Washington Latin Public Charter School in Northwest D.C. (Allison Shelley/For The Washington Post)

UNDER VIRGINIA law, only local school boards can approve charter schools. Since board members tend to view these public school alternatives as unwelcome competition, only nine charters have been approved in the state since the law was enacted 18 years ago. Now these same monopoly protectors are leading the fight against a modest reform of the law being considered by the General Assembly. Virginia lawmakers should put the long-term interest of students, particularly children at risk, over the self-interest of the education establishment.

At issue is a proposed constitutional amendment that would allow the state Board of Education to authorize public charter schools. The measure won approval during last year’s General Assembly session, but final approval by both the state House and Senate is needed this year to put the amendment to a voter referendum on the November ballot. A fierce effort to defeat the measure is being waged in Richmond, led by the Virginia School Boards Association, which has long boasted about helping to weaken Virginia’s 1998 law. Virginia charters, for example, can’t hire their own leaders or teachers and don’t even have their own bank accounts.

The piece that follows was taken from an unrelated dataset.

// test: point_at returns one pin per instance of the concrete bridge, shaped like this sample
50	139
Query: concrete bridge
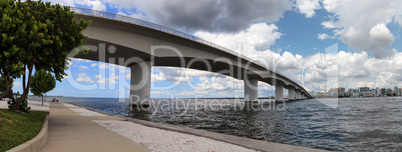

The proposed amendment, contrary to the hysteria being whipped up about a radical change in education that would mean a loss of local control and funding, would be a small step in making the state a bit more welcoming to charters. If the measure is approved by voters, the General Assembly would still have to enact legislation next year to address financing and other details. Charters wouldn’t be foisted on unwilling communities, because the state board would become involved only if it determined the charter applicant had strong community support and a high-quality application and there was a finding of error by the school board in rejecting the application. No doubt the Fairfax community members who supported a plan by award-winning teachers for a charter focusing on underperforming students would have welcomed another viewpoint rather than see the bid for the Fairfax Leadership Academy die. And parents of struggling students in persistently failing schools might welcome having a choice of where to send their children to learn.

Research and experience have documented the success of high-quality charters, notably in helping low-income students achieve. States that have put in place muscular authorizing systems with proper oversight have produced the most effective charter schools. That, and not the tunnel vision of school districts wanting to protect their turf, should guide the decision-making of lawmakers and Virginia voters.